MBFM on Danielou, Guenon, and the Traditionalists/2009/09/23/mbfm-on-danielou-guenon-and-the-traditionalists/

MBFM on Danielou, Guenon, and the Traditionalists

Comment by MBFM on Danielou and Guenon, along with the Traditionalists

mybrainisafleamarket said,
23.09.09 at 7:53 am
Mircea Eliade, who became famous for his works on shamanism, was also a soft Traditionalist scholar. He had been active in Romanian Traditionalist projects and groups and after the communist take over, went into exile.

Rene Guenon’s Ph.D thesis was rejected because ”it made light of history and historical criticism’ a criticism of Guenon’s methodology that was in many ways justified. Guenon made no pretense of following the standard scholarly methods of Indology; for reasons examined later, his approach was theological rather than anthropological or sociological. For Guenon, Hinduism was a repository of spiritual truth, not the body of beliefs and practices modified over time that late 19th-century Western scholarship recognized. While this approach obviously disqualified Guenon’s work for Levi’s purposes (Sylvain Levi was Guenon’s dissertation advisor), it did not for the Roman Catholic philsopher (Jacques Maritain).’

‘Levi’s second objection to Guenon’s thesis was that it left out anything that did not fit Guenon’s theory that Hinduism could be reduced to Vedanta. Vedanta is one of six darshanas or philosophical schools of Hinduism, …for Levi and for later Indologists, therea re many varieties of Hinduism other than Vedanta; that Guenon chose to ignore these was a consequence of the context in which he had first encountered Vedanta, discussed later.

‘Levi’s third objection to the thesis was that Guenon was ‘quite ready to believe in a mystical transmission of a primal truth (un verite, primiere) that appeared to humanity in the first ages of the world’ (Ibid, page 22-23) a belief that was not acceptable within a university context, but would have been fine in a devotional context–which Ph.D work is not.

Even at the end of Guenon’s life, when he had become Muslim and lived in Egypt, ‘Guenon remained not only a universalist in his beliefs, but a Traditionalist, rather than a Muslim in his writings. There are few references to Islam in his work before 1930, and despite a slight increase in references after 1930, Islam never became an important source for him. Nor was it an important element in his reading; his private library contained some 3,000 volumes at teh time of his death, but four times as many on Hinduism as on Islam and few or perhaps none in Arabic.”

Page 77, Against the Modern World.

(This reference to Guenon’s library is also carefully footnoted by Sedgwick and takes the reader to a survey of Guenon’s library by someone who inventoried it. Sedgwick cannot rule out that some books were sold before the library was inventoried. )

(MBTF note: Guenon’s mistake was to take a devotional and personally subjective approach to his Ph.D work, in a university context that demanded an objective approach–thats the idea of a university.
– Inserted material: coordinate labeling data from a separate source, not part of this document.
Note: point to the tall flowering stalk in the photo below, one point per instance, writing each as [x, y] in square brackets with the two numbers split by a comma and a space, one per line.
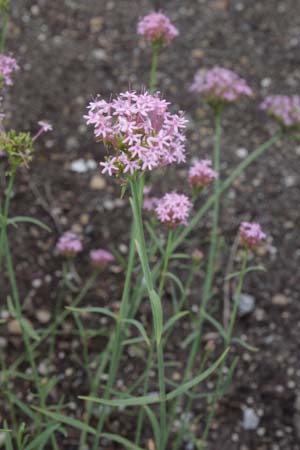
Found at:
[158, 30]
[143, 135]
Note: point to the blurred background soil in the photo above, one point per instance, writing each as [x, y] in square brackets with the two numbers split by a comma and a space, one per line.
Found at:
[71, 50]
It shows a fragile personality unable to shift gears and attain objectivity in relation to a subject in which emotional investment runs so deep that objectivity is impossible, even when career success demands it)

And this was the author, some of whose works. Alain Danielou sought to translate into Hindi.

This is useful material: we can see how the viewpoint of Danielou (e.g. the cycles mythology of the Kali Yuga) has entered into the Traditionalist view of things, and they have bit on the hook provided by Danielou and others.
It shoudl be point out that Danielou is a little different, at least in the beginning, and focusses on a solid thesis: the Dravidian and pre-Aryan sources of Shaivism and Jainism prior to the later arrival of Hinduism.
Note that Danielou, at first, is more sophisticated than the Traditionalists, because he is not bemused by the later artificial concoction called Hinduism.

Danielou’s basis points, which should never be associated with Traditionalism, is that the Indian religious tradition shows a pre-Aryan source in Shaivism, with Jainism ambiguously trotting along in parallel, and equally ancient, far older than Buddhism.
If we can stay away from New Age bullshit, and stay with archaeology with Danielou’s hints, we can see that something like this has to be true.
If the Vedas didn’t produce yoga or tantra, then where did they come from?
Danielou unwittingly gives us a fuzzy hint.